A More Fruitful Union: Marrying Human Brains with Computers
Q. You’ve been passionate about both artificial intelligence and human intelligence. What are the strengths and limitations of each, and how do you envision combining them to achieve great things?
A. Machines are fundamentally number crunchers. They are best at counting, keeping track of things, and following a set of predefined steps. Artificial Intelligence (AI) is about using these number crunching abilities as building blocks for creating humanlike intelligence. Although AI continues to make steady progress, there are still many things that humans do better than machines. For this reason, I believe our best opportunity today for solving tough problems comes from strategically combining the respective strengths of machine and human intelligence.
Humans continue to excel at creativity, abstraction, and applying world knowledge to solving problems. So a natural partnership between humans and machines involves letting the humans do the creative problem solving and letting machines manage the administrative tasks and run the math formulas.
One reason humans may do better than machines in Stall Catchers is that our visual system is influenced by our reasoning system – the two are tightly intertwined. Making an accurate judgment isn't just about noticing visual patterns on the screen; it is about interpreting what they mean.

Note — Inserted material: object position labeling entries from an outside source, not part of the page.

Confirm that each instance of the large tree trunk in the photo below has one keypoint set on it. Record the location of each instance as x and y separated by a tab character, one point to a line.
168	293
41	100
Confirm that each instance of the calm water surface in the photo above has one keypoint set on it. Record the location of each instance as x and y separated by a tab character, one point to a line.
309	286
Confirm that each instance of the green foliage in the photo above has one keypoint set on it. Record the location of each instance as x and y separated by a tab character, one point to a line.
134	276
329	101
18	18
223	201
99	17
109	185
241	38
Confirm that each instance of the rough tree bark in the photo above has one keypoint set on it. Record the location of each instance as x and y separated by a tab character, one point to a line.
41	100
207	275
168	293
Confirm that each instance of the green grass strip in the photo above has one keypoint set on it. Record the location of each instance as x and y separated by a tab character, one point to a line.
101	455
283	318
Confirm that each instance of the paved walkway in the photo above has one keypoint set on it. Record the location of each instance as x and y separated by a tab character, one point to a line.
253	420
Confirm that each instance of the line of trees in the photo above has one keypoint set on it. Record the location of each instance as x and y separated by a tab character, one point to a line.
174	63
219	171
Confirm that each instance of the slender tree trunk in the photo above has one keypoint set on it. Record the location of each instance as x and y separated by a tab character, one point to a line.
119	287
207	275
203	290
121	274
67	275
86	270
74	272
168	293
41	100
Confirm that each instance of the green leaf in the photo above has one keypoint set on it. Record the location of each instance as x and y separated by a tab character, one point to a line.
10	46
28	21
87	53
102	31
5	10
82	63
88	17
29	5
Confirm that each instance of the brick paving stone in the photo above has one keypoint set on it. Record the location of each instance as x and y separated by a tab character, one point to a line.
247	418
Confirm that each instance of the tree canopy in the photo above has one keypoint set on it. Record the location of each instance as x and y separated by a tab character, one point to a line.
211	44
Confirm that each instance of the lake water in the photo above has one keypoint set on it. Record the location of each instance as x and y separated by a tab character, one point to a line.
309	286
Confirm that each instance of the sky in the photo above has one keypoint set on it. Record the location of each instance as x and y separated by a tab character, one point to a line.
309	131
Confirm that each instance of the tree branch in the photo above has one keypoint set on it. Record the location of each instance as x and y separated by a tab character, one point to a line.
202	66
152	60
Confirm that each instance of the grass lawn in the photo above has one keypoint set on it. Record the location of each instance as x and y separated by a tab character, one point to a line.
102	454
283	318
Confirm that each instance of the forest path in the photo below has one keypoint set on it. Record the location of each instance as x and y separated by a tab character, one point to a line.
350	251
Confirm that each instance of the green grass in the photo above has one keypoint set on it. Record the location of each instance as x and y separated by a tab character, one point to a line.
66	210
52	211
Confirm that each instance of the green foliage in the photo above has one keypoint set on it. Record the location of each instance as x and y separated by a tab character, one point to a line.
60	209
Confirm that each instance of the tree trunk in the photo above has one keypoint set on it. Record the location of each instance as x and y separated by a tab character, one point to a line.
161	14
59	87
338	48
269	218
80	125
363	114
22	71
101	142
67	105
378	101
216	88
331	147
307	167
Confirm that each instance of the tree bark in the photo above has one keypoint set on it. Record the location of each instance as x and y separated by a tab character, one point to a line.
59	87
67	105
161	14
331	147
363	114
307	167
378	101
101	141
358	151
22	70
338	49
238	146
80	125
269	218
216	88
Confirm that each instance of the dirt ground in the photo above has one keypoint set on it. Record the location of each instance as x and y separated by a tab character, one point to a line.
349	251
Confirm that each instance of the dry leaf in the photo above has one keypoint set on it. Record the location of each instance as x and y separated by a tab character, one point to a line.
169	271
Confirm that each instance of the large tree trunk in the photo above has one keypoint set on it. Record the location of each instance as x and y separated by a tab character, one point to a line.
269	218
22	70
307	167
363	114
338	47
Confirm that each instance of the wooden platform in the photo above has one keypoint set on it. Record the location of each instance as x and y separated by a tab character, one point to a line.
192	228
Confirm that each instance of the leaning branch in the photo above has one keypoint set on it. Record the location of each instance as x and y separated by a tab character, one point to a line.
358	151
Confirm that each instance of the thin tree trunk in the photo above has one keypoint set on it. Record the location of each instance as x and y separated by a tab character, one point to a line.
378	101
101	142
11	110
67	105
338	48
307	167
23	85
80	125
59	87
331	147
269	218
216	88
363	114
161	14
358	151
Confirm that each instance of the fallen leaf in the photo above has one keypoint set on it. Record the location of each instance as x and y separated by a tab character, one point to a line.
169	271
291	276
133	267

Another benefit of AI is that if we can get machines to behave in humanlike ways, even if they aren't quite as a good as a human, they can substantially reduce our workload. In fact, this is our approach for the new game. We are training a neural network to give us the best possible starting point and then letting humans do the remainder. Imagine working on a jigsaw puzzle that comes with most of the pieces already put together. If the AI can do 80% of the work, then we have reduced the human workload by a factor of 5. Over time, we can also use the human-generated data to teach the AI system to be smarter, further reducing the need for human labor and speeding up the research.
Q. Is this approach particularly suited for problems with multiple causes, like climate change, or Alzheimer’s disease?
A. Absolutely! The world is a system of systems. Some of the most challenging problems of our time, like climate change, geopolitical conflict, and pandemic disease are multifaceted and influenced by many interdependent systems. How could any one person or even a group of people hope to understand all of the economic, social, and biological effects of a prospective climate change solution? But what if we developed a system that would allow millions of people from different backgrounds to go online and build a working model of the world? Then another million people could use that model to test out different ideas and see all the trickle-down effects before trying them out in the real world. And with more sensors getting connected to the Internet every day, our collective model could become an increasingly real time, faithful representation of the world. Professor Dickinson and I wrote about this idea for the journal Science last year, to try to bring this perspective to the broader scientific community.